Judicial Watch says the department ignored a request filed under the U.S. Freedom of Information Act for records it claims are needed to shed light on the opinion by the department’s legal counsel, which broke with the Bush administration’s interpretation of the 1961 Wire Act as a blanket ban on web gambling nationwide.
Las Vegas Sands Chairman and CEO Sheldon Adelson, the Republican Party’s largest campaign contributor and a vehement opponent of internet gambling, is the driving force behind a bill currently in Congress titled “Restoration of America’s Wire Act” that would codify such a ban as federal law. If passed, it would override legalization efforts under way in several states and dismantle the regulatory regimes already established in Nevada, New Jersey and Delaware.
The Judicial Watch lawsuit, filed July 15 in U.S. District Court in Washington, asks the court to force the department to produce records in connection with the 2011 opinion, which was issued in response to queries by the state lotteries of New York and Illinois.
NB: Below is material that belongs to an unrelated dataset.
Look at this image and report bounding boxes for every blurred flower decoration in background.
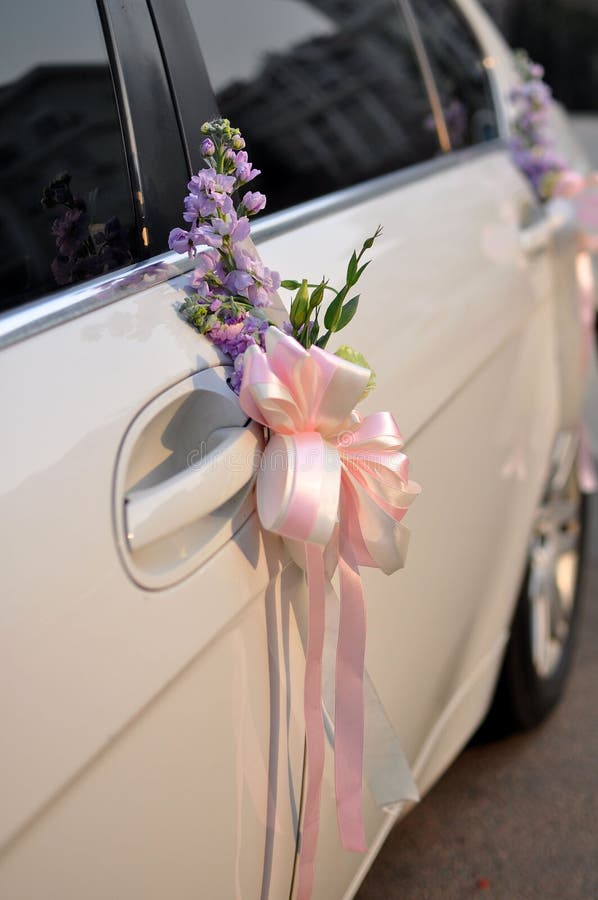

The lotteries sought authorization to sell tickets online, and got the green light to do so when the department’s legal office concluded that the Wire Act applies only to sports betting and not other forms of gambling.
“When the Justice Department reverses its own interpretation of a federal statute so quickly and so completely, the American people have a right to know why,” Judicial Watch President Tom Fitton said.
The department was granted an extension until September 18 to file a formal response to the suit.